Film Review: ‘Our House’

Profound reserves of feeling don’t translate to deep audience impact in “Our House (O Ka),” a microcosmic documentary examination of Malian social injustice that reps a noble disappointment from esteemed veteran Souleymane Cisse. Framing a bitter property dispute over his Bamako family home as a piqued metaphor for the ongoing damage wrought by the Northern Mali conflict, Cisse’s film first registers as an intimate cri de coeur — aided by the charismatic presence of his four elderly sisters as the house’s embattled residents — before floundering in repetitive, overblown political rhetoric. A slot in the Special Screenings sidebar at Cannes will lead to further festival bookings, but its hectoring tone and downbeat subject matter will discourage arthouse distribs from giving “O Ka” the O.K.
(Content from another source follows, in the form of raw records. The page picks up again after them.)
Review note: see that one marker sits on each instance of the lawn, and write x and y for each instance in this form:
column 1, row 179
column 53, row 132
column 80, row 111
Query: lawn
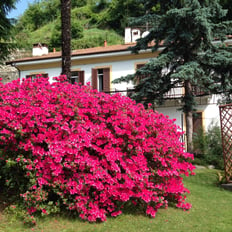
column 211, row 211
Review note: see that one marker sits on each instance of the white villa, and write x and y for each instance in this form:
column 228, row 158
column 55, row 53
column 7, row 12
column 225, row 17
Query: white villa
column 101, row 65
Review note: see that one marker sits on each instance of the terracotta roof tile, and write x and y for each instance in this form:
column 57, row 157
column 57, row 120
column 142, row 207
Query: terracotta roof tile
column 86, row 51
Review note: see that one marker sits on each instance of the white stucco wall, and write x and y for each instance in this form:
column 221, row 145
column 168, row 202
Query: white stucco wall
column 122, row 68
column 118, row 69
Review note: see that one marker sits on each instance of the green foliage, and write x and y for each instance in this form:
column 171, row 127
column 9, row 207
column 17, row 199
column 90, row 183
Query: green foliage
column 208, row 147
column 118, row 13
column 85, row 18
column 6, row 45
column 185, row 31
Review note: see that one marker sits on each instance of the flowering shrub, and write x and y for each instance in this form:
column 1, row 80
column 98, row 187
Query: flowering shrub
column 88, row 152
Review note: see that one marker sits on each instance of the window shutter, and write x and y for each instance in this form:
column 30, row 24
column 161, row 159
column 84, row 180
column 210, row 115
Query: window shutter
column 139, row 78
column 106, row 80
column 81, row 77
column 94, row 78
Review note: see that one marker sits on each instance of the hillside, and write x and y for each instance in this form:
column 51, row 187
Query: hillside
column 93, row 22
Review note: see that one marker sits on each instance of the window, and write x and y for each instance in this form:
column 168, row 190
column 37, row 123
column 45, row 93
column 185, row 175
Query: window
column 197, row 122
column 77, row 77
column 140, row 77
column 101, row 79
column 37, row 75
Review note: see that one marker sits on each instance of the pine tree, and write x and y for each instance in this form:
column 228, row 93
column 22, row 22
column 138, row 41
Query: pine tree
column 6, row 45
column 66, row 37
column 186, row 30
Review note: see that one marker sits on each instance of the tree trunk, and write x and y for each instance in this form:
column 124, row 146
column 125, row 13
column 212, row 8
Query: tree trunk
column 189, row 116
column 66, row 37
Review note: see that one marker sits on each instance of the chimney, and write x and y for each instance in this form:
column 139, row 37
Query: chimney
column 39, row 49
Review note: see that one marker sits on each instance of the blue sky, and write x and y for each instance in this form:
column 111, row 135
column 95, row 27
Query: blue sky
column 21, row 6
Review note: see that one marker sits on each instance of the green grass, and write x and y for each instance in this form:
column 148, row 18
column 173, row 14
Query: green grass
column 211, row 211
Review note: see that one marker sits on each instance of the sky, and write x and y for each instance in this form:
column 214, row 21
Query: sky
column 21, row 6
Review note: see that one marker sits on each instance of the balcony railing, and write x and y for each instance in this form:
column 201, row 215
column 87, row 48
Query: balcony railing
column 175, row 93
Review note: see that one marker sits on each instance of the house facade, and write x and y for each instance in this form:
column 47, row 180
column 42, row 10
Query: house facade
column 99, row 66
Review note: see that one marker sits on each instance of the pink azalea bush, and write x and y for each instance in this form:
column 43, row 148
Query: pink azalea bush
column 88, row 152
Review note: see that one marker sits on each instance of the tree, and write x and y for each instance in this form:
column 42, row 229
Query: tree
column 66, row 37
column 5, row 28
column 186, row 31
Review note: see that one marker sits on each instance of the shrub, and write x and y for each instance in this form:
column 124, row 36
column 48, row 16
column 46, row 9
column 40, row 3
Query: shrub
column 88, row 152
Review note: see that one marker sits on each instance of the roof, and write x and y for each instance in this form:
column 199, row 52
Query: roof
column 78, row 52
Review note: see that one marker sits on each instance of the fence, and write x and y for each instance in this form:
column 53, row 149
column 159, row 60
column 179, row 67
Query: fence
column 226, row 131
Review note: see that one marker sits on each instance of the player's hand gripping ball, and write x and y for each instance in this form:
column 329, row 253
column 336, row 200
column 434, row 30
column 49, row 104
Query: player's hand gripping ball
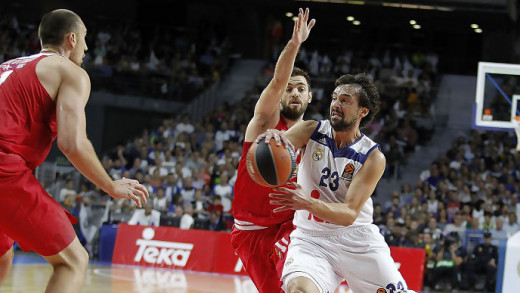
column 270, row 165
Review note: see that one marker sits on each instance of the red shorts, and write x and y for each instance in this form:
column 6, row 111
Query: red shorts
column 28, row 214
column 263, row 254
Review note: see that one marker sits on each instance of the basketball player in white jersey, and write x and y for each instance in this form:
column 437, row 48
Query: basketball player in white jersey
column 335, row 238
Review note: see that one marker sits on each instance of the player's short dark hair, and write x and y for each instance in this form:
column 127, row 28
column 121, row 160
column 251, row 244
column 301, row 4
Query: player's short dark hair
column 300, row 72
column 56, row 24
column 368, row 97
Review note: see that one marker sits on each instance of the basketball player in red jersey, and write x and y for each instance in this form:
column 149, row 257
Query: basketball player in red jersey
column 42, row 97
column 259, row 236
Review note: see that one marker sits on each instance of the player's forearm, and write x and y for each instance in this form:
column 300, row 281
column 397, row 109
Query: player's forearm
column 335, row 213
column 82, row 155
column 285, row 64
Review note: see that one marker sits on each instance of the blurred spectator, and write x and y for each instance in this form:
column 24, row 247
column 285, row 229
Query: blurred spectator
column 68, row 195
column 458, row 225
column 146, row 216
column 200, row 206
column 216, row 205
column 511, row 226
column 216, row 223
column 160, row 202
column 225, row 190
column 449, row 258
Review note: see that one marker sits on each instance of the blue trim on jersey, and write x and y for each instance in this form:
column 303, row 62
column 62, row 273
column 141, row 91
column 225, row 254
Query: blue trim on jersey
column 346, row 152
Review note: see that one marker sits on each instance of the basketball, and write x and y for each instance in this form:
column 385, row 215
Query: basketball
column 270, row 165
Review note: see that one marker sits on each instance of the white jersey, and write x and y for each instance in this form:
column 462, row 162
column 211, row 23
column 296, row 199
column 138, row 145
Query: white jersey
column 325, row 172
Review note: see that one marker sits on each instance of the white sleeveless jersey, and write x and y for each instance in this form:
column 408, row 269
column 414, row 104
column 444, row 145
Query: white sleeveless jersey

Cisse’s film isn’t the first to tackle the devastating effects of the recent Islamist insurgency in his country, nor is it the most candid: Its Cannes premiere came a year after that of Abderrahmane Sissako’s lyrical narrative protest pic “Timbuktu,” which went on to secure worldwide distribution and even a foreign-language Oscar nomination. The success of Sissako’s plangent, challenging work might appear to smooth the commercial path for “Our House,” but most comparisons aren’t likely to flatter Cisse’s smaller-scale statement — which loses emotional immediacy thanks to a synecdochic conceit that the helmer (via narrator Daouda N’diaye) blatantly explains at every turn. At one point, N’diaye directly chides any viewers who might think the film is “just” about the Cisse family’s fight for their ancestral property, though its symbolic inflation of this legal battle to the larger political landscape of Mali isn’t entirely elegant.

In the opening reels, the Cisses’ personal grievances are filtered through a variety of abstract perspectives — the pic begins with the narrated testimony of a traditional wooden sculpture — and environmental imagery before the film’s core human crisis emerges. In 2008, Cisse’s sisters were evicted by police from their rustic family home in the bustling Bamako neighborhood of Bozola, following an allegedly false claim (abetted by corrupt municipal practices) by the rival Diakite family. Cisse reconstructs the events, and his family’s ensuing protest, with hot, vivid anger, while the still-unresolved court case that followed is portrayed as representative of the impasse between warring cultural and religious factions in contemporary Mali.

As a study in ground-level resilience, it’s frequently rousing; Cisse still has a keen ear and eye for community conversation and color, and the film is at its most moving when it lets its subjects speak for themselves. When “Our House” expands its focus to national concerns, however, it loses clarity and conviction: The Cisse family’s eviction came four years before the coup d’etat that triggered civil war in Mali, and the film never quite forges a philosophical bridge between these contrastingly scaled struggles. Meanwhile, while the domestic dispute is depicted with empathy-inducing specificity, Cisse’s commentary on the war and its potential social legacy is limited to vague, didactic sloganeering: An overly protracted finale pummels viewers with multiple iterations of “Mali lives under the terror of modern tyrants” and “Knowledge always thinks of the future.” (Meanwhile, a comparison drawn between the Islamist insurgency and the events of 9/11 borders on the naive: Some might take issue with Cisse’s idealistic statement that America has “managed to remain united” in the years since.)

Technical contributions are adequate: Even if the digital lensing sometimes appears overly sun-bleached, the vibrancy of Bamako’s ochre-hued architecture and overdyed textiles blazes through. A quartet of editors sutures the helmer’s more journalistic and esoteric impulses to relatively coherent effect; the film is dedicated to one of them, Cisse’s longtime collaborator Andree Davanture, who passed away last year.